Saturday, May 05, 2012

A Development with ‘Far-reaching’ Consequences

Elite universities are embracing online learning to reach far-flung audiences. But they may, perhaps unwittingly, be setting the stage for their own disruption. Here’s why.

Some of the most prestigious universities are going online wholeheartedly. Stanford’s MOOC (Massively Open Online Courses) initiative has reached over 160,000 students. Now, Harvard and MIT have jointly created EdX, a partnership that will free offer online courses from both universities.

I believe this development is a lot more 'far-reaching' than most people realize (and not just in the sense that the learning can be accessed from far away !). Why?

Traditionally, education from a big-name university was available only to a 'select' few, carefully chosen ones.
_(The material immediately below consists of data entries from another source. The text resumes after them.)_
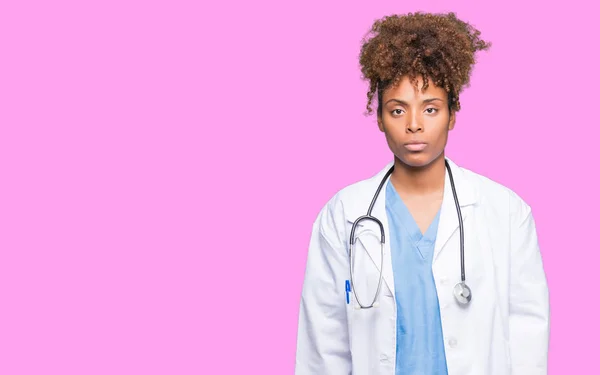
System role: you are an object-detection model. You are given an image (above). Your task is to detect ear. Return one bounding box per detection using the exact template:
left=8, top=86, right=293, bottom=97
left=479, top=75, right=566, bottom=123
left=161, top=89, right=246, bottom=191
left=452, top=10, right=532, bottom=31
left=448, top=111, right=456, bottom=130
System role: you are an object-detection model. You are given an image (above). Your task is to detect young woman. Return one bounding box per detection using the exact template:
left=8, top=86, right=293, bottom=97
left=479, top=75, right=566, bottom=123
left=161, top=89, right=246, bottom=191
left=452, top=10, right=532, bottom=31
left=296, top=13, right=549, bottom=375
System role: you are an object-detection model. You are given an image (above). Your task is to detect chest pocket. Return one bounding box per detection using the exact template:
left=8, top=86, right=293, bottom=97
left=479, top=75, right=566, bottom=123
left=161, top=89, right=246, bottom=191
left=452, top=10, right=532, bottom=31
left=350, top=222, right=386, bottom=307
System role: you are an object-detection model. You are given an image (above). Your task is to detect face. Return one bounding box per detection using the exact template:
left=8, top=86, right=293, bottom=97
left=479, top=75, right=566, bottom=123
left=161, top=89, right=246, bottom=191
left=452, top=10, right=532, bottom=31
left=377, top=77, right=455, bottom=168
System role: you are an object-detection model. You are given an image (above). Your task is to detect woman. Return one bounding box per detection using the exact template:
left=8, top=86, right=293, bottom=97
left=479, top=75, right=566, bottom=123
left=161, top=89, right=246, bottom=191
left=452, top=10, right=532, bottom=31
left=296, top=13, right=549, bottom=375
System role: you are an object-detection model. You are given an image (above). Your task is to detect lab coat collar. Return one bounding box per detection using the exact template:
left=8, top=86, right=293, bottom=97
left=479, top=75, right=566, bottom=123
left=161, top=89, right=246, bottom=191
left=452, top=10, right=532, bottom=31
left=345, top=158, right=478, bottom=292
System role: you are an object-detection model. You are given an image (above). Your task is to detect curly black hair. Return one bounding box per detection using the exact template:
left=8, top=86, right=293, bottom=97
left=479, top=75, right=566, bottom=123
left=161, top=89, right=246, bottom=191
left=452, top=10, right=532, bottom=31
left=359, top=12, right=491, bottom=115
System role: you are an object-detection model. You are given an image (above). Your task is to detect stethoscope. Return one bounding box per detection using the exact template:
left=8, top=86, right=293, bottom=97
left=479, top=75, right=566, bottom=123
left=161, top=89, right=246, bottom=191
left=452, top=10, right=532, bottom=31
left=349, top=160, right=472, bottom=309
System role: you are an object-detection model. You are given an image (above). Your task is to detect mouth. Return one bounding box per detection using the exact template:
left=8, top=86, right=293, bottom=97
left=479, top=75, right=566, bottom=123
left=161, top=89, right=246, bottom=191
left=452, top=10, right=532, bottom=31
left=404, top=142, right=427, bottom=151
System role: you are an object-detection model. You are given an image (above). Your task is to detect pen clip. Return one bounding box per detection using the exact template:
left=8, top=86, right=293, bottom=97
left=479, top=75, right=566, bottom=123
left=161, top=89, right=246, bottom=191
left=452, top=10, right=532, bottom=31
left=346, top=280, right=352, bottom=305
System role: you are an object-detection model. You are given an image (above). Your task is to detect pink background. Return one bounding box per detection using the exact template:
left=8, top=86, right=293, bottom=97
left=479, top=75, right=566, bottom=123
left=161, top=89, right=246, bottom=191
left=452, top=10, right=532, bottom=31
left=0, top=0, right=600, bottom=375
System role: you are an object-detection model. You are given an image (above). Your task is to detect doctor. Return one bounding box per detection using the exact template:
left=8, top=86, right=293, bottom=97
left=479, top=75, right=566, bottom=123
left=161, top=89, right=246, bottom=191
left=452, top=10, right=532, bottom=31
left=295, top=13, right=549, bottom=375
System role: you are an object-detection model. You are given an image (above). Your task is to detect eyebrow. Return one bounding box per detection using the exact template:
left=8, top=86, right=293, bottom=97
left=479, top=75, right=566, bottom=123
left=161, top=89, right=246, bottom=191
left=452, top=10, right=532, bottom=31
left=385, top=98, right=443, bottom=106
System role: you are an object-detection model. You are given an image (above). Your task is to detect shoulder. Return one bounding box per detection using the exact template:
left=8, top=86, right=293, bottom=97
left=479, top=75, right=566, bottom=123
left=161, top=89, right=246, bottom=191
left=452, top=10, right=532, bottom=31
left=460, top=167, right=531, bottom=220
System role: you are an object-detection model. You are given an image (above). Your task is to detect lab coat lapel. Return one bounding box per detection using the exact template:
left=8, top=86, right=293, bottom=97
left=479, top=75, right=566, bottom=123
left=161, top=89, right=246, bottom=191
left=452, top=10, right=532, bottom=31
left=347, top=162, right=394, bottom=296
left=433, top=159, right=475, bottom=263
left=373, top=171, right=395, bottom=296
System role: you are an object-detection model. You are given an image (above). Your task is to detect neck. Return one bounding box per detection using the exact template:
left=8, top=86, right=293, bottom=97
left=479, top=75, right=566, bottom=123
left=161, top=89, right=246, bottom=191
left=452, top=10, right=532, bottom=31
left=390, top=153, right=446, bottom=196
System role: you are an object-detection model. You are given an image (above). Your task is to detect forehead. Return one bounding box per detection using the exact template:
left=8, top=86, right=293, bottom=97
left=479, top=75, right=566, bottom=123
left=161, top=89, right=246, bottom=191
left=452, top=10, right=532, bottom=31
left=383, top=76, right=446, bottom=101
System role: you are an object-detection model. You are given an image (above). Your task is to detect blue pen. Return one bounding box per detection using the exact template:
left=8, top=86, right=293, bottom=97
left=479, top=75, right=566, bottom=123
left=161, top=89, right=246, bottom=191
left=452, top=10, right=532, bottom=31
left=346, top=280, right=352, bottom=305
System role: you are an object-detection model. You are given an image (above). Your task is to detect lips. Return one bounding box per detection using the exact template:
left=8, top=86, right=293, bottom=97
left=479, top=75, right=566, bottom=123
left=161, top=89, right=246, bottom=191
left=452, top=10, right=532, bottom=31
left=404, top=142, right=427, bottom=151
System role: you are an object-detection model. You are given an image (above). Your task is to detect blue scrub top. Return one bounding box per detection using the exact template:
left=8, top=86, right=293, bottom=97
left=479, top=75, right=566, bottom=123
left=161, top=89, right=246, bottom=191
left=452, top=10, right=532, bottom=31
left=385, top=181, right=448, bottom=375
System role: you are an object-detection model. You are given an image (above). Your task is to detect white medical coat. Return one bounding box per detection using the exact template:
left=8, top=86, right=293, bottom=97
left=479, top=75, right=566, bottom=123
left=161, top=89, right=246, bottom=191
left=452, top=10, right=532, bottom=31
left=295, top=160, right=549, bottom=375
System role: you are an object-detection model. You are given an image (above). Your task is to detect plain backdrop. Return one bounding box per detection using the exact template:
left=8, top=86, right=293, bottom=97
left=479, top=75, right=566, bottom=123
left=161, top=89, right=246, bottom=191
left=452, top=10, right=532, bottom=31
left=0, top=0, right=600, bottom=375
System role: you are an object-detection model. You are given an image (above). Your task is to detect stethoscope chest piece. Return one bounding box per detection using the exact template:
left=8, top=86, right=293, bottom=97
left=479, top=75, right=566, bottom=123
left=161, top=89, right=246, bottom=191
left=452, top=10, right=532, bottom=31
left=454, top=281, right=472, bottom=305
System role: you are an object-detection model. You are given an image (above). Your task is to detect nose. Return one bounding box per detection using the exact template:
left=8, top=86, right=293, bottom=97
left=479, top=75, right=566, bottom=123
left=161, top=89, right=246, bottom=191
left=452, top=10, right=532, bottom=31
left=406, top=114, right=423, bottom=133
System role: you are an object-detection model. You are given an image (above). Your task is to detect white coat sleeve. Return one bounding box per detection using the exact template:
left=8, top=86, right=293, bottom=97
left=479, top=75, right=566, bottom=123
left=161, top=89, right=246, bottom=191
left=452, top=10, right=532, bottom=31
left=295, top=202, right=352, bottom=375
left=509, top=198, right=550, bottom=375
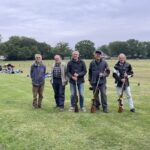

And when you select students carefully, you are not just limiting your university’s education to those chosen few – you are also limiting where they get their education (from you!).  However in the free online world where there are no such 'captive' audiences, a Harvard, MIT or Stanford has to compete with every other provider of the same course. Whether an online course teaches electronic circuits or philosophy, it has to compete with similar courses from other providers, on parameters such as content quality, delivery skills and ease of access. The aura of the university's name, campus etc. will matter very little. The open marketplace respects nothing but quality !

If these universities have realized what a leveller online learning can be, and are still taking this initiative, it is quite admirable. Over time this can lead to the true democratization of education. Which not only means that good education will be available to anyone who needs it, but that only the best provider of that education will thrive. The playing fields of Eton are about to be leveled.